This 71-year-old busker can be found unabashedly dancing to Christmas music outside City Hall

Matt Hopkins, 71, is full of holiday spirit as he dances to Christmas music for passersby at City Hall.
Matt Hopkins, 71, is full of holiday spirit as he dances to Christmas music for passersby at City Hall.Read moreStephanie Farr / Staff

Dancer and Prancer better watch their backs because 71-year-old busker Matt Hopkins has the holiday dance moves — and spirit — to put those flying quadrupeds to shame.

During the holiday season, Hopkins can be found outside City Hall, unabashedly dancing to Christmas music, dressed in holiday colors and jingle bells from his Santa-hat-tipped head to his red-sneaker-tipped toes. Pay no mind that his red-hooded sweatshirt bears the SEPTA logo. Even elves take public transportation sometimes.

For most of the year Hopkins, a slender 6-foot-2, is known as the "Hip-Hop Grandpop" or "O.G. Mister Matt." He kicks, prances, squats and generally busts moves busking at City Hall and South Street in flashy outfits.

But when the holiday season rolls around, Hopkins dresses head-to-toe in red and green, covers his wrists in jingle-bell bracelets and transforms into "a right jolly ol' elf — a tall one at that!"

"The fact that I'm rather slender it's kind of hard for me to be the traditional Santa Claus so I say I'm the dancing elf or the dancing fit Santa," he said.
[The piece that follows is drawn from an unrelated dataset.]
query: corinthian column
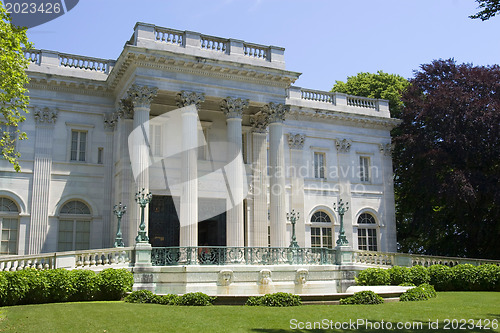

Born in South Philadelphia, Hopkins — who has a son, four grandchildren and two great-grandchildren — attended Central High and considered becoming a priest but instead majored in music at Temple University. He taught for a time at the Settlement Music School and said he later worked for Milton Bradley, organizing competitive adult Scrabble games across the country. He still teaches Scrabble to latchkey kids after school.

Hopkins, who now lives in Southwest Philly, started busk dancing — with no formal training — a few years ago. He said it was sheer "chutzpah" that got him over the fear of doing it.

But he wasn't always so brave.

"I was shy as a child, then I realized I was coming out on the wrong end of the line. I was always in the back," he said. "Being positive and assertive is more fun in life. Then you live without regrets. Sometimes you may step on your own toes, but overall, we have the opportunity to choose joy in life."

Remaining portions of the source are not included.